California Democrat Ted Lieu wants to expand the authority of the Federal Trade Commission to take action against companies who lose their consumer data in security breaches.
Rep. Ted Lieu (D-Calif.) is looking to toughen standards on private sector data breaches. His new bill was released the same day that Equifax announced that an additional 2.4 million Americans had their information stolen from the company, on top of the 145 million it had previously disclosed.
Lieu wants to expand the authority of the Federal Trade Commission in order to protect consumers and take action against companies who lose consumer data in security breaches.

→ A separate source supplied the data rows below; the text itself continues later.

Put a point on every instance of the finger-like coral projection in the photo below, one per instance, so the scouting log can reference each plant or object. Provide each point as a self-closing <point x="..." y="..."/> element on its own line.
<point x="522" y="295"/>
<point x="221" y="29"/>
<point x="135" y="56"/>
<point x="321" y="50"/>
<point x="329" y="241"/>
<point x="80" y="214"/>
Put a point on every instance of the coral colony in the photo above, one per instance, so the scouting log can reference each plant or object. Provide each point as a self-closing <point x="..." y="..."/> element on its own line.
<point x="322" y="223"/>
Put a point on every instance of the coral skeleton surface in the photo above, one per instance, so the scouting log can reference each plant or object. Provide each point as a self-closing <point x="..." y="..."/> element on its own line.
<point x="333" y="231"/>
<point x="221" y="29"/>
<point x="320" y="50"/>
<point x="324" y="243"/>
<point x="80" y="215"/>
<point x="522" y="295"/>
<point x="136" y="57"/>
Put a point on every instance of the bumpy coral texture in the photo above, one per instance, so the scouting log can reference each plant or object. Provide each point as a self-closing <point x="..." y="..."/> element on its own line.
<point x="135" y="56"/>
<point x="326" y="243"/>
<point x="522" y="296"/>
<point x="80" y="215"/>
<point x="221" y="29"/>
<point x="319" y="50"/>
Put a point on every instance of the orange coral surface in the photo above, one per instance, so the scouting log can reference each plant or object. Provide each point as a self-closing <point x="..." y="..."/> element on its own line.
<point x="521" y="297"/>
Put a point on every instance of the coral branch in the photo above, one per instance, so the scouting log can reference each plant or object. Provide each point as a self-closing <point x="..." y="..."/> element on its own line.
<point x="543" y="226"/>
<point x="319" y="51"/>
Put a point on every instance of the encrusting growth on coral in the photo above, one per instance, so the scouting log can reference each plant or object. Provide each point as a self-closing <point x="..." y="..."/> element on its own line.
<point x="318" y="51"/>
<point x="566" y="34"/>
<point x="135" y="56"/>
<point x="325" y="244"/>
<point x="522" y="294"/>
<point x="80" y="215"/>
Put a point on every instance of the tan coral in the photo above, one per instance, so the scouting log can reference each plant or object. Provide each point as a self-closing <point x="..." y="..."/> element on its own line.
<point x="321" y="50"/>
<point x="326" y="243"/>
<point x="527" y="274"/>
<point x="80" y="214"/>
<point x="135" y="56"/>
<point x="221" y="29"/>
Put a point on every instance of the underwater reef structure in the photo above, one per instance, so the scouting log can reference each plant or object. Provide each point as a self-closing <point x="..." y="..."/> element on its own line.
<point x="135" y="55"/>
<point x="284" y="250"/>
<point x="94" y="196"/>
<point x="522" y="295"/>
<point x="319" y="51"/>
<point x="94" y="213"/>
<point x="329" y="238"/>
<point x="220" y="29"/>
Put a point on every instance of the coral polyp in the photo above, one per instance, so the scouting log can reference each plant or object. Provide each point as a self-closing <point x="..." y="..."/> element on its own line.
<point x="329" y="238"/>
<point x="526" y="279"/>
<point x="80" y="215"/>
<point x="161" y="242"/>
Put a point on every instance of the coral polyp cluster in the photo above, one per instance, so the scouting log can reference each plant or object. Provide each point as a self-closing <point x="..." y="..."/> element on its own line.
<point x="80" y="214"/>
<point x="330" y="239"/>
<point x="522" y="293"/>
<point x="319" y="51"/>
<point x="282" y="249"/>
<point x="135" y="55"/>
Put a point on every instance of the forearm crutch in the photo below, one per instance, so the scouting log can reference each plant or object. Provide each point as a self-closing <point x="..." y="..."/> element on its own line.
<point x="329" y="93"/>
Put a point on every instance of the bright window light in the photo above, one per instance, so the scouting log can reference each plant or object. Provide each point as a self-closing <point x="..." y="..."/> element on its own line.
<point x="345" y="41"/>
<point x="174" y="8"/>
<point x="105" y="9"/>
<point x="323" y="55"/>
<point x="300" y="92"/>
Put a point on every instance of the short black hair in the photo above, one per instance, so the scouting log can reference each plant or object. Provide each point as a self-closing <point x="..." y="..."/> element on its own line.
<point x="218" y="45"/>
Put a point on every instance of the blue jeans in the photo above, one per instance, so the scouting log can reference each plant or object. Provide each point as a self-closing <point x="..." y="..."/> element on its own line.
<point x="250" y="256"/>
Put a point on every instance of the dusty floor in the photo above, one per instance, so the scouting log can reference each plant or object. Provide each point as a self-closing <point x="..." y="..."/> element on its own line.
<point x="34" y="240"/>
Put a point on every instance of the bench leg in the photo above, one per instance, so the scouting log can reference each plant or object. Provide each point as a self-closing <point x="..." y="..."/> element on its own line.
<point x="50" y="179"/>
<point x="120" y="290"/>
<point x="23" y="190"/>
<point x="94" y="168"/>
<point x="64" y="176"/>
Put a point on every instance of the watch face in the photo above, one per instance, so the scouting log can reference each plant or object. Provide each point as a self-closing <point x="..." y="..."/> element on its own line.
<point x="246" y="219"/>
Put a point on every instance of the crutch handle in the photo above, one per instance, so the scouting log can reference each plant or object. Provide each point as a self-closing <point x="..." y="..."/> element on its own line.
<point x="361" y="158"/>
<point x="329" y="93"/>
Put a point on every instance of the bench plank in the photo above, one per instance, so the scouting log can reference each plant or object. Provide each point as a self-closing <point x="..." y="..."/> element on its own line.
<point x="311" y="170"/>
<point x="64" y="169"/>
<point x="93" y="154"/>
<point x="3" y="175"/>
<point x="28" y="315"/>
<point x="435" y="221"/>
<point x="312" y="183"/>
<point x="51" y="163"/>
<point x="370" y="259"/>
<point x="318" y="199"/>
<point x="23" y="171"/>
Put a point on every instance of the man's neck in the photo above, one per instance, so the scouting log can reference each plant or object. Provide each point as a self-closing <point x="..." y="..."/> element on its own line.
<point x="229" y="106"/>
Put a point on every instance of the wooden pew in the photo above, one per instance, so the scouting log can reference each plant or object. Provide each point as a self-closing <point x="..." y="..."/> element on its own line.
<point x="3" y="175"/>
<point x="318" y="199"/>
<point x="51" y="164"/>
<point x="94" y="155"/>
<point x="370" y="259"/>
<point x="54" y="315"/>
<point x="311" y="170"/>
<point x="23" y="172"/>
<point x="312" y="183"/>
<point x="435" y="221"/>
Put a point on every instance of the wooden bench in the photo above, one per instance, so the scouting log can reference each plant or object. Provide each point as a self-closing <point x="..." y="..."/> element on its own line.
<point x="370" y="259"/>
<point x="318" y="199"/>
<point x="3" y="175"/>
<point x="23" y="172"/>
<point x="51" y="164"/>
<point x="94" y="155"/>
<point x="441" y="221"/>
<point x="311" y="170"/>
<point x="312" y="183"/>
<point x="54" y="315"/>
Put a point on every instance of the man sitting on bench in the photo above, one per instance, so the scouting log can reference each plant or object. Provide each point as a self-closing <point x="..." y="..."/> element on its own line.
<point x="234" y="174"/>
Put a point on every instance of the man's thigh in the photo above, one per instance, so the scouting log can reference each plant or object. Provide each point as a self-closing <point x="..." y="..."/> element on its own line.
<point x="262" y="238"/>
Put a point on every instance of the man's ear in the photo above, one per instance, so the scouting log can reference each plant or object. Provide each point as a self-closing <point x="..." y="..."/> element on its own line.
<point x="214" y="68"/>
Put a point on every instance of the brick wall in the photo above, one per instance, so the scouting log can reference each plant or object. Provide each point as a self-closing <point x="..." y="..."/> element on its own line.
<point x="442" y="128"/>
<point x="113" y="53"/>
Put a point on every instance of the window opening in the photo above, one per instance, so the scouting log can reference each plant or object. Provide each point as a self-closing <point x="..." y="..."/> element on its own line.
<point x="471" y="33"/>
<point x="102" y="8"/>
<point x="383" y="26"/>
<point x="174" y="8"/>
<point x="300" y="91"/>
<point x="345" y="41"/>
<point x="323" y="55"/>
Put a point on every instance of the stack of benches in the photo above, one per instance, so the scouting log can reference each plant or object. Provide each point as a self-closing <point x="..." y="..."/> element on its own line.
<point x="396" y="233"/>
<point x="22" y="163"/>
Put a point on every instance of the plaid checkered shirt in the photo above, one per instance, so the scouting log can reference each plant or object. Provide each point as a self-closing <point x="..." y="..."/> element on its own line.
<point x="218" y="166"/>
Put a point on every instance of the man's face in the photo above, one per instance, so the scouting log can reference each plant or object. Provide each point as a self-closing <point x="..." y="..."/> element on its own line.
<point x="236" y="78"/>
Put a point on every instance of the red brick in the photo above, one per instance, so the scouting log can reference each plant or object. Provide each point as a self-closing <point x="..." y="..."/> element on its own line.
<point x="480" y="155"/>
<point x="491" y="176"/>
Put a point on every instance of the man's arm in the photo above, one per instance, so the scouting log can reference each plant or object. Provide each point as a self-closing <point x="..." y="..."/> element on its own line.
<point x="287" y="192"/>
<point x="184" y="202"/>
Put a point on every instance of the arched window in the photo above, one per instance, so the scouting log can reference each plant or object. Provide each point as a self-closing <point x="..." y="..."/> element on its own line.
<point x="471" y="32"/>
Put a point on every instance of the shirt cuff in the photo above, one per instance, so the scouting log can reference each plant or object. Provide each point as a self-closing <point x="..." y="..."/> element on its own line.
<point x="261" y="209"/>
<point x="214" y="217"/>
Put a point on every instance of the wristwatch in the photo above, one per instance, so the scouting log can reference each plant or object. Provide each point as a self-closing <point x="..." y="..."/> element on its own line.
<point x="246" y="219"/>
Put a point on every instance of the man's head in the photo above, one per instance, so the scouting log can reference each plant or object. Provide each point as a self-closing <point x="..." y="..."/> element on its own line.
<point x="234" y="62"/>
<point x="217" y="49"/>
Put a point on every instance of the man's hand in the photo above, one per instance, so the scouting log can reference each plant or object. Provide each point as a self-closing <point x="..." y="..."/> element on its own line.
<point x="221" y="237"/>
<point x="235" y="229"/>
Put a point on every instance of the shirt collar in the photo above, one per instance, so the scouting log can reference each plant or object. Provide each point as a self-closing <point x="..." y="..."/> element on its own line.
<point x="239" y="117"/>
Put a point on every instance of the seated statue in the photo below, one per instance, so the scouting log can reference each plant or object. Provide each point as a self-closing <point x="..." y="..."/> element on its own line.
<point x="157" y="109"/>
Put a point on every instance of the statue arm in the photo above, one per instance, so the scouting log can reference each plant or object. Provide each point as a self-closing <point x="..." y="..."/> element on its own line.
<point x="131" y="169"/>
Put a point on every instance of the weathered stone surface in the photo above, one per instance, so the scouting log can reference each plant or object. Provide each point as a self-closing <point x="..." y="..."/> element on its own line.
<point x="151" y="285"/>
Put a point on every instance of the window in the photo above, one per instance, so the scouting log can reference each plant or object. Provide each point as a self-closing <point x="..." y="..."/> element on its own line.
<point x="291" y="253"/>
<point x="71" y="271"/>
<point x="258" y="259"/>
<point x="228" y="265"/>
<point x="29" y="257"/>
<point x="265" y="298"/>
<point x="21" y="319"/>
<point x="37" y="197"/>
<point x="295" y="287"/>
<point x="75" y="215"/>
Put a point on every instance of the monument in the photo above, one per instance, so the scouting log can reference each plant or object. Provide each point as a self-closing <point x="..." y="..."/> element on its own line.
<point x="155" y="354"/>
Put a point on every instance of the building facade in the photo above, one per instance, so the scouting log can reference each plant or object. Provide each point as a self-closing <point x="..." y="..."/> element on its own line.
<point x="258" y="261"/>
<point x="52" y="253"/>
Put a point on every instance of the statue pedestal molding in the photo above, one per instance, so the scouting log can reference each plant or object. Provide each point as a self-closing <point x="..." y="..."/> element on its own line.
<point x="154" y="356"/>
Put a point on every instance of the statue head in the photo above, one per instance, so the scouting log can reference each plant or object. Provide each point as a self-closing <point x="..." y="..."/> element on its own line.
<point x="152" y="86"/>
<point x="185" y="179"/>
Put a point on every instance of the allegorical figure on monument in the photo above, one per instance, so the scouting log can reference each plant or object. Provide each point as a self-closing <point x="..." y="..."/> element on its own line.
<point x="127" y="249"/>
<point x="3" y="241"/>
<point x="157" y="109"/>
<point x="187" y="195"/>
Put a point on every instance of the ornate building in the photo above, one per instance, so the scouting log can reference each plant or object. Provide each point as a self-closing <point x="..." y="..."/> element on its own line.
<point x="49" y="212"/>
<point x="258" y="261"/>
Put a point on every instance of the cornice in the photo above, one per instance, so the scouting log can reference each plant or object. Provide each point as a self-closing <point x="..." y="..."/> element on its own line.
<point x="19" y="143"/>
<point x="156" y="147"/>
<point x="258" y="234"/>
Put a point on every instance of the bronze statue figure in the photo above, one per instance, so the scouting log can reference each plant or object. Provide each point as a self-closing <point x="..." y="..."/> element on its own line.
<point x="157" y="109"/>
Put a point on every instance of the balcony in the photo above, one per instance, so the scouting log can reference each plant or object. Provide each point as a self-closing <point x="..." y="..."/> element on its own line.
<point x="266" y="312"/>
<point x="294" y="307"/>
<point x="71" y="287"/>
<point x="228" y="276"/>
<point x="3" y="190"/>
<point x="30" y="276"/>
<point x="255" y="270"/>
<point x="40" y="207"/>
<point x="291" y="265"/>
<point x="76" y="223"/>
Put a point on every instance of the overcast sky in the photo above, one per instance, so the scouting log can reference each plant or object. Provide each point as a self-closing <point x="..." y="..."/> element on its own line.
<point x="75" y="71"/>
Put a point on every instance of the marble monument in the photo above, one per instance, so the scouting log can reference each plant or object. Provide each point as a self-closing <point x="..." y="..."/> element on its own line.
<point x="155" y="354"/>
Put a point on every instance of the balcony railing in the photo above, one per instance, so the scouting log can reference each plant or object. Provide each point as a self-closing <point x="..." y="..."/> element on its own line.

"When companies have access to sensitive personal data, they have a considerable responsibility to keep that data safe," Lieu said in a statement. "Credit reporting agencies must be held accountable when they fail to keep sensitive data safe."
The Protecting Consumer Information Act would expand the enforcement authority of the FTC over credit reporting agencies. The Ending Forced Arbitration for Victims of Data Breaches Act would prevent data firms, such as Equifax, from entering arbitration clauses for lawsuits related to a data breach, and would nullify existing arbitration provisions. It would consider such clauses "unfair and deceptive" business practices under FTC rules.
Lieu's bills join a raft of other legislative proposals to hold companies accountable in the aftermath of data breaches.
In September 2017, after the initial revelation of the Equifax breach, Rep. James Langevin (D-R.I.) reintroduced his Personal Data Notification and Protection Act, for which Lieu was a co-sponsor. Langevin first introduced the bill in March 2015.
Shortly after, Rep. David Cicilline (D-R.I.) introduced a breach notification bill that would widen the scope of what would be considered personal information.
On the Senate side, Elizabeth Warren (D-Mass.) and Mark Warner (D-Va.) introduced a bill in January to establish cybersecurity standards for credit bureaus and institute financial penalties targeting firms that are breached. That bill also expands FTC's authority over breaches in the credit-reporting sector.